D’où aussi cette culture de l’ironie dans laquelle, à l’instar de Po, nous nous vautrons complaisamment—cette façon spéciale de nous accommoder de nos frustrations et de notre médiocrité en nous offrant des tranches de bonne rigolade.

Mais bien sûr, si nous avons tous quelque chose de Kung Fu Panda, c’est qu’il nous arrive aussi de changer de position. De passer à la seconde partie du scénario, ce moment où l’éparpillement anxieux—«What? I eat when I am upset!», s’écrie Po—laisse place au rassemblement de soi.
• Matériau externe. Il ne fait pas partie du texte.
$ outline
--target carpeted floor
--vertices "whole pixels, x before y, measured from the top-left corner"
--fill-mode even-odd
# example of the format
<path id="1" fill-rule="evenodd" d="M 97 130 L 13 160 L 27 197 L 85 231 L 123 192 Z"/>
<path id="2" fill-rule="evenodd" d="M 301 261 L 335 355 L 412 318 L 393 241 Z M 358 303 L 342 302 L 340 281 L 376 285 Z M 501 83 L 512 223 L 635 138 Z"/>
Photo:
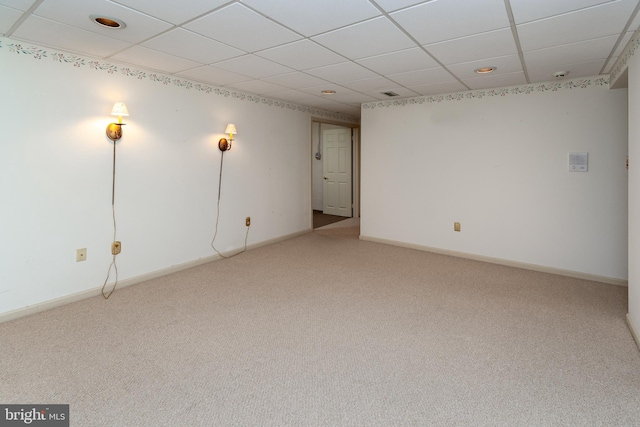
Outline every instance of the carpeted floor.
<path id="1" fill-rule="evenodd" d="M 313 211 L 313 228 L 324 227 L 325 225 L 344 221 L 345 219 L 348 219 L 348 217 L 327 215 L 325 213 L 322 213 L 322 211 Z"/>
<path id="2" fill-rule="evenodd" d="M 627 289 L 314 231 L 0 324 L 74 426 L 637 426 Z"/>

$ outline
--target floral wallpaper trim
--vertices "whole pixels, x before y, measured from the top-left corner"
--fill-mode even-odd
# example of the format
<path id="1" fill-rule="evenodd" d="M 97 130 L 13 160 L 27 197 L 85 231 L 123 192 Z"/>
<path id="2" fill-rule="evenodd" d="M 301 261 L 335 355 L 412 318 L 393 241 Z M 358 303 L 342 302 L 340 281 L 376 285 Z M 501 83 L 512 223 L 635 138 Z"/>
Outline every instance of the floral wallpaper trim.
<path id="1" fill-rule="evenodd" d="M 11 53 L 17 55 L 31 56 L 34 59 L 51 59 L 53 61 L 73 65 L 76 68 L 88 67 L 92 70 L 106 72 L 107 74 L 123 74 L 128 77 L 136 78 L 138 80 L 149 80 L 157 82 L 163 85 L 178 86 L 187 90 L 196 90 L 198 92 L 204 92 L 207 94 L 213 94 L 217 96 L 231 97 L 241 101 L 253 102 L 254 104 L 263 104 L 270 107 L 284 108 L 292 111 L 300 111 L 303 113 L 312 114 L 315 117 L 337 120 L 346 123 L 360 123 L 360 118 L 334 113 L 330 111 L 320 110 L 317 108 L 306 107 L 303 105 L 294 104 L 291 102 L 280 101 L 276 99 L 265 98 L 259 95 L 251 95 L 235 90 L 225 89 L 216 86 L 210 86 L 204 83 L 197 83 L 186 79 L 170 77 L 163 74 L 154 73 L 152 71 L 142 71 L 125 66 L 119 66 L 110 64 L 108 62 L 98 61 L 94 59 L 87 59 L 81 56 L 72 55 L 69 53 L 61 53 L 48 51 L 43 48 L 24 46 L 20 43 L 13 43 L 8 40 L 0 39 L 0 49 L 7 49 Z"/>
<path id="2" fill-rule="evenodd" d="M 627 64 L 629 63 L 629 59 L 633 58 L 636 53 L 636 49 L 640 45 L 640 29 L 636 31 L 633 35 L 627 46 L 622 51 L 622 54 L 618 58 L 615 64 L 613 64 L 613 68 L 611 69 L 611 81 L 615 82 L 618 80 L 618 77 L 622 74 L 624 70 L 627 69 Z"/>
<path id="3" fill-rule="evenodd" d="M 524 86 L 505 87 L 497 89 L 482 89 L 473 90 L 468 92 L 457 92 L 448 95 L 431 95 L 431 96 L 418 96 L 414 98 L 398 99 L 396 101 L 374 101 L 362 104 L 363 110 L 371 110 L 382 107 L 402 107 L 406 105 L 415 104 L 432 104 L 436 102 L 446 101 L 463 101 L 466 99 L 481 99 L 494 96 L 507 96 L 507 95 L 528 95 L 534 92 L 557 92 L 562 89 L 578 89 L 587 88 L 589 86 L 609 86 L 609 77 L 595 77 L 570 80 L 564 82 L 549 82 L 540 84 L 530 84 Z"/>

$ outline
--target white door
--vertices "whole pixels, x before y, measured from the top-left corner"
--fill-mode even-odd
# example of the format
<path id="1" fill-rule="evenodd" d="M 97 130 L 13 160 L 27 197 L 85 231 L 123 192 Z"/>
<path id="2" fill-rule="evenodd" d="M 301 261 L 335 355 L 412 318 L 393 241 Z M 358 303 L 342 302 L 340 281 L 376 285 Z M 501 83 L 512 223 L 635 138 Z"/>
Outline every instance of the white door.
<path id="1" fill-rule="evenodd" d="M 322 132 L 322 211 L 329 215 L 352 216 L 351 129 Z"/>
Où nous cessons d’amasser des quantités pour cultiver nos qualités. Où nous passons du trop-plein écœurant à la plénitude régénérante. Il nous arrive à tous d’expérimenter ce genre de passage, mais ce qui nous manque sans doute, c’est une explicitation claire des étapes et des moyens qui nous permettraient de l’emprunter un peu plus souvent. Car la libération ne suffit pas, voilà ce que nous avons du mal à enregistrer: il nous reste à apprivoiser la liberté. À nous inspirer des penseurs, des artistes et des aventuriers qui, en Occident, œuvrent depuis un moment déjà à élaborer des méthodes capables de nous orienter à travers les paysages chaotiques du capitalisme tardif. C’est qu’il y a un romantisme éclairé qui, en guise de contreforce, prend désormais consistance. Et qui, malgré les chemins innombrables qu’il emprunte, partage un même centre de gravité, sans doute plus simple à saisir en Chine qu’à Hollywood: il se fonde sur le vide.
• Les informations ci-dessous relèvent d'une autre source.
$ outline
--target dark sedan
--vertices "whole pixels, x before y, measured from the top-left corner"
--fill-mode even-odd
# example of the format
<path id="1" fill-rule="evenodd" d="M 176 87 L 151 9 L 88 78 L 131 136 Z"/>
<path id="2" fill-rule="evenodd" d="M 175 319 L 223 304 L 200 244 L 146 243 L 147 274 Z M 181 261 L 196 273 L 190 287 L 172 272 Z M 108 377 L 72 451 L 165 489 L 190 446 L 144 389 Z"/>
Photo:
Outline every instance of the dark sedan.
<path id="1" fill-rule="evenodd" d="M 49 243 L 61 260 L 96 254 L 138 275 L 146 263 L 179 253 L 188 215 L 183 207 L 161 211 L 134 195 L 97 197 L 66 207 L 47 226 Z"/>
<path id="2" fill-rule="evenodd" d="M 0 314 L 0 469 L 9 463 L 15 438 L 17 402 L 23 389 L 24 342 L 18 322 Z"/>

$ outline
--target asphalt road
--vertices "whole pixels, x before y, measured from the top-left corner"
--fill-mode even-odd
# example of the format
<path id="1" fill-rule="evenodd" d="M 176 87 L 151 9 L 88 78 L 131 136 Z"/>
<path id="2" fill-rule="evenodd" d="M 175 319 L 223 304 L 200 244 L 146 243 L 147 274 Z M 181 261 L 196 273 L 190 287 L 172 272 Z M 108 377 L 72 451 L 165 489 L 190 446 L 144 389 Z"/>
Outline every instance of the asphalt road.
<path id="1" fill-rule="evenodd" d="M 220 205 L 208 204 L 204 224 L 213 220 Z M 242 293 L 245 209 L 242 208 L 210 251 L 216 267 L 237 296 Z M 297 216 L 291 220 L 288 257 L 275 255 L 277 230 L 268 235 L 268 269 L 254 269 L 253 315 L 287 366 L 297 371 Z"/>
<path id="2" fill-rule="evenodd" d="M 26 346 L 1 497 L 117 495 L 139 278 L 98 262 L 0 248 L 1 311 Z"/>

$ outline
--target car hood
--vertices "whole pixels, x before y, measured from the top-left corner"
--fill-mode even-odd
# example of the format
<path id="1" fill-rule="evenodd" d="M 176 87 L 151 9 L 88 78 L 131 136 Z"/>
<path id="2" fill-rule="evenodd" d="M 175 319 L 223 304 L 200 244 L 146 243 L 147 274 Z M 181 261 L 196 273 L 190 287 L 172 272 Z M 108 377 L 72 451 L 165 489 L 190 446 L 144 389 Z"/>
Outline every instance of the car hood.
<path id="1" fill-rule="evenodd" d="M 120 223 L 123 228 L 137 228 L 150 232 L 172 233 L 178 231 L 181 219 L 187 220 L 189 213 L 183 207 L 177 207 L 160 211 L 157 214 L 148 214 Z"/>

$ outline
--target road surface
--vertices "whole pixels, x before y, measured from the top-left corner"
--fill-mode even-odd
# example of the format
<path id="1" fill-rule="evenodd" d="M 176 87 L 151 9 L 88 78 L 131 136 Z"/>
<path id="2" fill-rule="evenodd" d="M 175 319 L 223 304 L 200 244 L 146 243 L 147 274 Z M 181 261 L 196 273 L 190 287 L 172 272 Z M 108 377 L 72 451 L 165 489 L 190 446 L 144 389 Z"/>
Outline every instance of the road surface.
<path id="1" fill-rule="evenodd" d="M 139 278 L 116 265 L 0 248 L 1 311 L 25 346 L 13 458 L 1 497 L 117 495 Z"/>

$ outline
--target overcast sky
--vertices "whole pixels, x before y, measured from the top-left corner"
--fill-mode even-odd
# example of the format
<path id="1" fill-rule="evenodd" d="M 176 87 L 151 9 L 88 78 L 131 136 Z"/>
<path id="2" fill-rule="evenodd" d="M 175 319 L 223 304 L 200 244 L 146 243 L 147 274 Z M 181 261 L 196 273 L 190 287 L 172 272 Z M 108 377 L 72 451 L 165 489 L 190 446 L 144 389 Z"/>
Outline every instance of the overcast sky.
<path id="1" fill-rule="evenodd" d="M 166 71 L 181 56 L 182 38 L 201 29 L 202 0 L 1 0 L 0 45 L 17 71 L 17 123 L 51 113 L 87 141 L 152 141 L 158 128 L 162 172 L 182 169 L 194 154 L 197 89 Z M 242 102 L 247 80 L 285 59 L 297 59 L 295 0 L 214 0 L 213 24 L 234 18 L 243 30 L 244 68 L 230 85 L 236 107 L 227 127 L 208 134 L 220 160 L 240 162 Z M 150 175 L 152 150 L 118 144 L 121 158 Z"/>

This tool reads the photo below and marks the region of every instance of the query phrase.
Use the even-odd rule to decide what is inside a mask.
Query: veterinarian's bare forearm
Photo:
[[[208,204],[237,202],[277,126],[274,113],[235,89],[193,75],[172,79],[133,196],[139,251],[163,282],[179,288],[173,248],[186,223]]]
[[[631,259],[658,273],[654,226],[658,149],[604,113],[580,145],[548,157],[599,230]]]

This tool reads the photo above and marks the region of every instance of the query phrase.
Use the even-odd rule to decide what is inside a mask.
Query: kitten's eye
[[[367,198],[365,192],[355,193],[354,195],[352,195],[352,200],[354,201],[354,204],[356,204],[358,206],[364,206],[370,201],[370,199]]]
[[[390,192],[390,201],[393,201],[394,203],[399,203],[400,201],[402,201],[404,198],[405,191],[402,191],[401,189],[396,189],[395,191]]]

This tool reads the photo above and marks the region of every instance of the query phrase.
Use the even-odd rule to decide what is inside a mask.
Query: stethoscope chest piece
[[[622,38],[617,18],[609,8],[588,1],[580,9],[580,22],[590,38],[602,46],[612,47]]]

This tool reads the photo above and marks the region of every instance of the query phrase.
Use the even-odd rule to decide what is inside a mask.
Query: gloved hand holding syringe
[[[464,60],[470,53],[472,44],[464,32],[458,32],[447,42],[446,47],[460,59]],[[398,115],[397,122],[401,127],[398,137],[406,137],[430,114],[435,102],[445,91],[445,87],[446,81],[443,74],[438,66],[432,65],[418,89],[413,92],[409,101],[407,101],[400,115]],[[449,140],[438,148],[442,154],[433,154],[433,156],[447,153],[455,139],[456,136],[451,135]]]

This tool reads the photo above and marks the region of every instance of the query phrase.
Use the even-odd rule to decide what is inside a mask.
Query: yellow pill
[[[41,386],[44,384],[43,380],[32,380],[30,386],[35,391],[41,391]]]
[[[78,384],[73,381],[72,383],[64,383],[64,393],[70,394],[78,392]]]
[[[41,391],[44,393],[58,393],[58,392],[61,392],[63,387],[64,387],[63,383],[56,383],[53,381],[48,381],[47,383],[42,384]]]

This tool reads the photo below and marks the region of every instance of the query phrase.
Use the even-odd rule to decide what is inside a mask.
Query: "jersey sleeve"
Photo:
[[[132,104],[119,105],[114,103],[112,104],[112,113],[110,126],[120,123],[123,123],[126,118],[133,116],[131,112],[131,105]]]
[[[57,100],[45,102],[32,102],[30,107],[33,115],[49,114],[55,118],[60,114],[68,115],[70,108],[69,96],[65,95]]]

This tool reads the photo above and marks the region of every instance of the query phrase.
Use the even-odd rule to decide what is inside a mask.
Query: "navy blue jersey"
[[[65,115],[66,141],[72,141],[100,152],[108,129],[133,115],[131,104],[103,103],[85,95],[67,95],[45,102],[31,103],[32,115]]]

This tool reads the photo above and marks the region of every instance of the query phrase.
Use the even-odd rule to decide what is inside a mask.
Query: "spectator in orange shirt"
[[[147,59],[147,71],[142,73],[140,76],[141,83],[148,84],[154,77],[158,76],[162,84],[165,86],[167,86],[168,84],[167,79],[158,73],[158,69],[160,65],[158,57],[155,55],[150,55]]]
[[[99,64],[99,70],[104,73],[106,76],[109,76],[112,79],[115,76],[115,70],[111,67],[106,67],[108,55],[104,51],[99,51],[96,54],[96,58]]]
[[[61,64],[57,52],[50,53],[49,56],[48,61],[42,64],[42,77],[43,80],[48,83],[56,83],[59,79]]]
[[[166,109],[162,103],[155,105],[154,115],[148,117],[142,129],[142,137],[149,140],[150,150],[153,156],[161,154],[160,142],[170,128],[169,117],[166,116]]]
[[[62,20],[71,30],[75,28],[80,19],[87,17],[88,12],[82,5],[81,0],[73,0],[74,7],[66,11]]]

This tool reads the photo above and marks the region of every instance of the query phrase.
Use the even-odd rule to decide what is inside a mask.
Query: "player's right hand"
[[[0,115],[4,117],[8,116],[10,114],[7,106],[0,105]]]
Le vide gagne toujours à la fin, et de la plus violente manière.

3. Le souci du rien

Il y a là quelque chose de logique. Si, en effet, le trop-plein caractérise le malaise dans notre civilisation, alors le vide s’impose comme un candidat thérapeutique crédible. On ne s’étonnera donc pas de constater que le motif du vide, en bien des formes, n’a eu de cesse de forer sa voie tout au long du 20e siècle.

Il y a d’abord la découverte par Freud de l’inconscient, ce trou planté au cœur de notre volonté et de notre savoir.
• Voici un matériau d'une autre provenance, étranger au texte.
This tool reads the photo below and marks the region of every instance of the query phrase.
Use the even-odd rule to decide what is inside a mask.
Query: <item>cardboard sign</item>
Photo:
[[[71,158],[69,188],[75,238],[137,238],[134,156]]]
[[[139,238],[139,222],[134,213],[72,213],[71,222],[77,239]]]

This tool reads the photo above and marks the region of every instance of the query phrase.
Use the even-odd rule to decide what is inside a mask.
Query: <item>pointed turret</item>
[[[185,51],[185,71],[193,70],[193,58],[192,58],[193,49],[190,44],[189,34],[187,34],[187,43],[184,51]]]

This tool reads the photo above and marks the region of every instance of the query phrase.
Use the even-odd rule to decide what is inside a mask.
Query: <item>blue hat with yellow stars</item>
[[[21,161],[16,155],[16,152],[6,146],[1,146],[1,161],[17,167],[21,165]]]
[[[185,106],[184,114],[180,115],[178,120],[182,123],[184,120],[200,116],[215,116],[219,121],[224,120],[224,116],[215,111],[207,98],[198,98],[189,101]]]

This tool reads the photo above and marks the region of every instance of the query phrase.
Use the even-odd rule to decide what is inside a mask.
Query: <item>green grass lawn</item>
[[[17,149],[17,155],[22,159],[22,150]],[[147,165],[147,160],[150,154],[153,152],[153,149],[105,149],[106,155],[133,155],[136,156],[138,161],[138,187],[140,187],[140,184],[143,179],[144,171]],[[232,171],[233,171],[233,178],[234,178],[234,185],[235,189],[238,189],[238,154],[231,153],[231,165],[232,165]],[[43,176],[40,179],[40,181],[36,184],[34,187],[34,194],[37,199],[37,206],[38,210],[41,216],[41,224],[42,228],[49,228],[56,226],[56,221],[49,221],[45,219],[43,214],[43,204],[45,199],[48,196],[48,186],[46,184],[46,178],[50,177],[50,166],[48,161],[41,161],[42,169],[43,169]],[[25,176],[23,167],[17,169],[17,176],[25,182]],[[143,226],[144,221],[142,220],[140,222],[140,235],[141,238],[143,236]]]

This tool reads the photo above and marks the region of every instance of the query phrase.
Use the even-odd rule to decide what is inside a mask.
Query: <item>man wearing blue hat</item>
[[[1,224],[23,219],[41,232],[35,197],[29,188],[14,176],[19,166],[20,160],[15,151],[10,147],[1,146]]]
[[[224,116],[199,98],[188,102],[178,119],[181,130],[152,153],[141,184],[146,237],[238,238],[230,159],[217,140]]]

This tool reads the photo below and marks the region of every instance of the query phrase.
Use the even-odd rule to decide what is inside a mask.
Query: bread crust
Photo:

Durant les années 1920, le vide est affirmé par les deux grands noms qui, de manières radicalement différentes, scandent la philosophie du siècle dernier. Ludwig Wittgenstein inscrit ainsi en marge de son Tractatus logico-philosophicus sa thèse la plus déconcertante: «Ce dont on ne peut parler, il faut le taire.» Et Martin Heidegger, surtout, rompt décisivement avec 2500 ans de méta-physique en affirmant—et c’est le principe de «la différence ontologique»—que l’être n’est rien d’étant. L’être est vide. Il n’est pas le Dieu des religions, l’Idée des philosophes, la Nature des spécialistes du neurone ou du cosmos. Tout comme le soleil qui ne peut se regarder en face, l’être reste insaisissable, mais n’en anime pas moins tout ce qui existe.

Les artistes d’avant-garde ne sont pas en reste, affirmant à leur tour la positivité du vide durant les années 1950. Le musicien John Cage joue sa composition 4’33’’, totalement muette (les interprètes restent les mains suspendues au-dessus de leurs instruments), nous invitant à prêter attention à l’infini chatoiement du silence. L’écrivain Guy Debord présente son film Hurlements en faveur de Sade, totalement aveugle (sur l’écran de cinéma ne se projette que du noir), nous incitant à nous défaire de nos représentations afin de créer de nouvelles situations. Le peintre Yves Klein organise la première «exposition du vide» («Maintenant je veux aller au-delà de l’art, au-delà de la sensibilité, dans la Vie, écrit-il. Je veux aller dans le vide»).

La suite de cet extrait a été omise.